Charles I had his masque on Twelfth-Day, and the Queen hers on the Shrovetide following, the expenses exceeding £2000; and on Twelfth-Night, 1633, the Queen feasted the King at Somerset House, and presented a pastoral, in which she took part.

Down to the time of the Civil Wars, the feast was observed with great splendour, not only at Court, but at the Inns of Court, and the Universities (where it was an old custom to choose the king by the bean in a cake), as well as in private mansions and smaller households.

Then, too, we read of the English nobility keeping Twelfth-Night otherwise than with cake and characters, by the diversion of blowing up pasteboard castles; letting claret flow like blood, out of a stag made of paste; the castle bombarded from a pasteboard ship, with cannon, in the midst of which the company pelted each other with egg-shells filled with rose-water; and large pies were made, filled with live frogs, which hopped and flew out, upon some curious person lifting up the lid.

Twelfth-Night grew to be a Court festival, in which gaming was a costly feature.

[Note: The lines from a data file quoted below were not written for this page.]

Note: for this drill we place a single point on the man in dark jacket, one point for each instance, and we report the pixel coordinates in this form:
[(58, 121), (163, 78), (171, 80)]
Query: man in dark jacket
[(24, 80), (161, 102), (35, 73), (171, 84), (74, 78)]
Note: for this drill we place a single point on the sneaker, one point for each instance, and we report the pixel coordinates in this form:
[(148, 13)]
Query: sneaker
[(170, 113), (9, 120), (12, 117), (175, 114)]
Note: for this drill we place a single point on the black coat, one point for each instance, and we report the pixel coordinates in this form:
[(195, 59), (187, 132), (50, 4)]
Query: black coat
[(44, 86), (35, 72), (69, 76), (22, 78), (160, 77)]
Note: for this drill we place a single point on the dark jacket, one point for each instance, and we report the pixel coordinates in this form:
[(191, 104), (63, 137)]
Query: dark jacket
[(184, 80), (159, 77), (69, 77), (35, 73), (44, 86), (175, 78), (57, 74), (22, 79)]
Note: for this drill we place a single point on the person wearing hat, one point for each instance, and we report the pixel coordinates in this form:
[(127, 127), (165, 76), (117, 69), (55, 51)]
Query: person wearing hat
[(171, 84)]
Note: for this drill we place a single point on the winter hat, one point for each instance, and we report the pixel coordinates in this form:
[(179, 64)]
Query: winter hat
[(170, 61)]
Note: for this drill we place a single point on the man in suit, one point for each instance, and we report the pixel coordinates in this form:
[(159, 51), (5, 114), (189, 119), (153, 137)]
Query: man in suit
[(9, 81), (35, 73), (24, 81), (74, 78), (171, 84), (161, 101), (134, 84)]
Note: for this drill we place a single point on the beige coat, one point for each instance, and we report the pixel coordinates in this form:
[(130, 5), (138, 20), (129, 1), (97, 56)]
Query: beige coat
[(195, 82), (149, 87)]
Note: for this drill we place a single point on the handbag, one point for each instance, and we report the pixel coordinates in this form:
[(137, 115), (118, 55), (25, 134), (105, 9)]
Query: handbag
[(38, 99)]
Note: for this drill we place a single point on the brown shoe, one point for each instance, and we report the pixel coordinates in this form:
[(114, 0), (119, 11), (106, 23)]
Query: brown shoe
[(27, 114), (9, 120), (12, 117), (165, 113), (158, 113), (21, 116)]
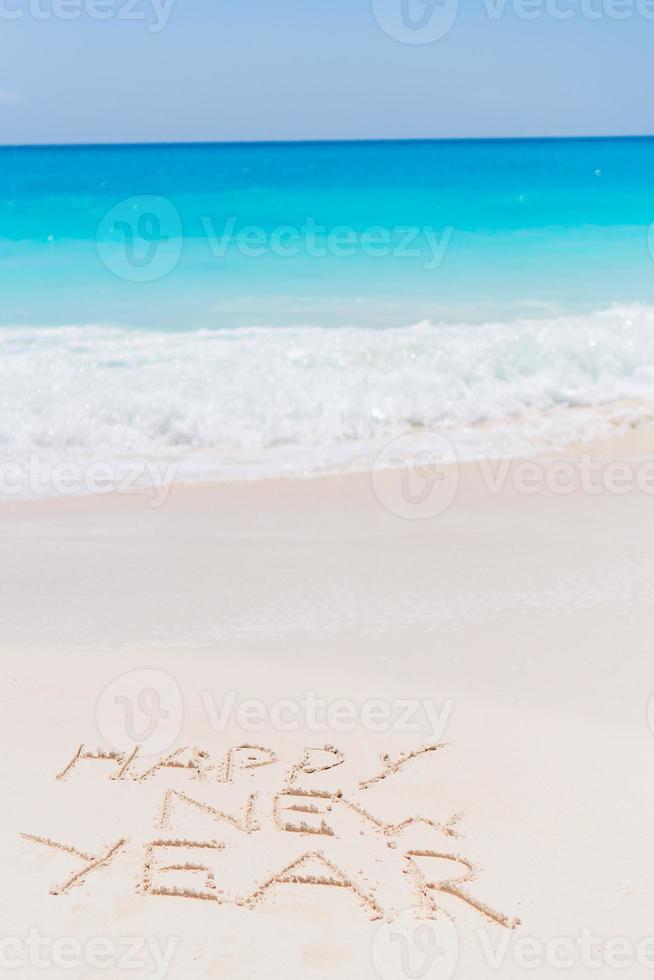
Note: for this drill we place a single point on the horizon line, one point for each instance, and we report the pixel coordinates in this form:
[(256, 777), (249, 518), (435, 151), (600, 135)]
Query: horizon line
[(325, 141)]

Evelyn tells us that on Twelfth-Night, 1662, according to custom, his Majesty [Charles II] opened the revels of that night by throwing the dice himself in the Privy Chamber, where was a table set on purpose, and lost his £100. [The year before he won £1500.] The ladies also played very deep. Evelyn came away when the Duke of Ormond had won about £1000, and left them still at passage, cards, &c., at other tables.

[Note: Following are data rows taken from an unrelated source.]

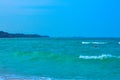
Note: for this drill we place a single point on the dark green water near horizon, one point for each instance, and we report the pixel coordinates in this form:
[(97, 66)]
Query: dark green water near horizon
[(60, 58)]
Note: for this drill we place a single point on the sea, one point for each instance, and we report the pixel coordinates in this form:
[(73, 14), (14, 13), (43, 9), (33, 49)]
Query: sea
[(60, 59)]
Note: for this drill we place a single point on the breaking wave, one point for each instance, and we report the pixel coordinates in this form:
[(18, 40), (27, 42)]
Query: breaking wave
[(93, 42)]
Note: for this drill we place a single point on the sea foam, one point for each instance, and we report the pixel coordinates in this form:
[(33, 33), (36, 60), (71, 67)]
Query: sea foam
[(103, 56), (93, 42)]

The Rev. Henry Teonge, chaplain of one of Charles’s ships-of-war, describes Twelfth-Night on board:

    ‘Wee had a great kake made, in which was put a beane for the king, a pease for the queen, a cloave for the knave, &c. The kake was cut into several pieces in the great cabin, and all put into a napkin, out of which every one took his piece as out of a lottery; then each piece is broaken to see what was in it, which caused much laughter, and more to see us tumble one over the other in the cabin, by reason of the ruff weather.’

The celebrated Lord Peterborough, then a youth, was one of the party on board this ship, as Lord Mordaunt.

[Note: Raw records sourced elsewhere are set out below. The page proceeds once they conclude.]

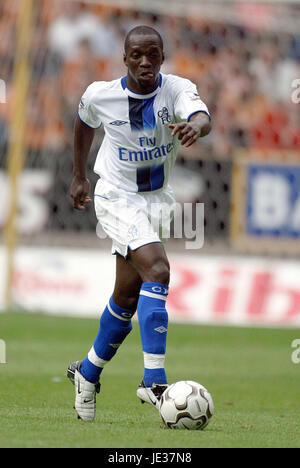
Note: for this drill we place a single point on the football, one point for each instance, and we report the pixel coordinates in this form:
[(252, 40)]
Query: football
[(186, 405)]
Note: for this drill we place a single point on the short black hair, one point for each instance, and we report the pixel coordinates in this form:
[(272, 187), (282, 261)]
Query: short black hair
[(144, 31)]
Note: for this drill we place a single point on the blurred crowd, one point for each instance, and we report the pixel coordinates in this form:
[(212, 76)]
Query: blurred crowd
[(244, 76)]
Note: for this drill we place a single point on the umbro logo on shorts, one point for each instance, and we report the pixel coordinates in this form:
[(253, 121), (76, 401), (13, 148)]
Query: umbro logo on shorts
[(118, 122)]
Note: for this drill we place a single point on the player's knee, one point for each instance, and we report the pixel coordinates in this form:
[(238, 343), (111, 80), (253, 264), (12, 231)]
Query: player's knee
[(159, 272)]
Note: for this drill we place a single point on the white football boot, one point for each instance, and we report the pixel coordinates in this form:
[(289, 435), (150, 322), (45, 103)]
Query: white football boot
[(151, 395), (85, 393)]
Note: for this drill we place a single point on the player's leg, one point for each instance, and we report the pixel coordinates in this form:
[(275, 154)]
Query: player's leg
[(115, 325), (153, 267)]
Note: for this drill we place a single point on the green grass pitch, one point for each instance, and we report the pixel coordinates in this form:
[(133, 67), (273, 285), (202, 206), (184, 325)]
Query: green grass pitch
[(249, 372)]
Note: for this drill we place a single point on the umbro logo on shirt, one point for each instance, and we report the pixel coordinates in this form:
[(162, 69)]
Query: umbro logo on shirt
[(118, 123)]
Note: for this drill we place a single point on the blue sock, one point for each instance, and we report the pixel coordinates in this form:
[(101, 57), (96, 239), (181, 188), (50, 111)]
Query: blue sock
[(153, 322), (115, 325)]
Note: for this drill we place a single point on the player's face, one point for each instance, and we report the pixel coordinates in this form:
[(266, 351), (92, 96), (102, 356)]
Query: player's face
[(143, 59)]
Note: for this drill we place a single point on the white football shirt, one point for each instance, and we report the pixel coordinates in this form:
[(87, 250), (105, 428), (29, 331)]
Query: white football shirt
[(138, 152)]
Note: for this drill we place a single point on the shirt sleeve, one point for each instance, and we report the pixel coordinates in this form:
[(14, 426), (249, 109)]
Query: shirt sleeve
[(87, 111), (188, 102)]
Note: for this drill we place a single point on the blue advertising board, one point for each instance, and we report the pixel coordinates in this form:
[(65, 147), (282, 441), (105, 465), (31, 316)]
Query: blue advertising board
[(273, 201)]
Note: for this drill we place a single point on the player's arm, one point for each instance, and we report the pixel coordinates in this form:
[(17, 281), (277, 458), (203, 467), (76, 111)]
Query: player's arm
[(188, 132), (80, 187)]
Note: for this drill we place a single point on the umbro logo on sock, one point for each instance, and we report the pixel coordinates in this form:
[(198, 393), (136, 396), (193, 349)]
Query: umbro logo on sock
[(161, 329)]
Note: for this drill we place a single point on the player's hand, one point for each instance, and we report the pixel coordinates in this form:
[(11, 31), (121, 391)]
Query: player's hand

The Lord Mayor and Aldermen and the guilds of London used to go to St. Paul’s on Twelfth-Day, to hear a sermon, which is mentioned as an old custom in the early part of Elizabeth’s reign.

A century ago, the king, preceded by heralds, pursuivants, and the Knights of the Garter, Thistle, and Bath, in the collars of their respective orders, went to the Royal Chapel at St. James’s, and offered gold, myrrh, and frankincense, in imitation of the Eastern Magi offering to our Saviour. Since the illness of George III, the procession, and even the personal appearance of the monarch, have been discontinued. Two gentlemen from the Lord Chamberlain’s office now appear instead, attended by a box ornamented at top with a spangled star, from which they take the gold, frankincense, and myrrh, and place them on an alms-dish held forth by the officiating priest.

In the last century, Twelfth-Night Cards represented ministers, maids of honour, and other attendants of a court, and the characters were to be supported throughout the night. John Britton, in his Autobiography, tells us he ‘ suggested and wrote a series of Twelfth-Night Characters, to be printed on cards, placed in a bag, and drawn out at parties on the memorable and merry evening of that ancient festival. They were sold in small packets to pastrycooks, and led the way to a custom which annually grew to an extensive trade. For the second year, my pen-and-ink characters were accompanied by prints of the different personages by Cruikshank (father of the inimitable George), all of a comic or ludicrous kind.’ Such characters are still printed.

The celebration of Twelfth-Day with the costly and elegant Twelfth-cake has much declined within the last half-century. Formerly, in London, the confectioners’ shops on this day were entirely filled with Twelfth-cakes, ranging in price from several guineas to a few shillings; the shops were tastefully illuminated, and decorated with artistic models, transparencies, &c. We remember to have seen a huge Twelfth-cake in the form of a fortress, with sentinels and flags; the cake being so large as to fill two ovens in baking.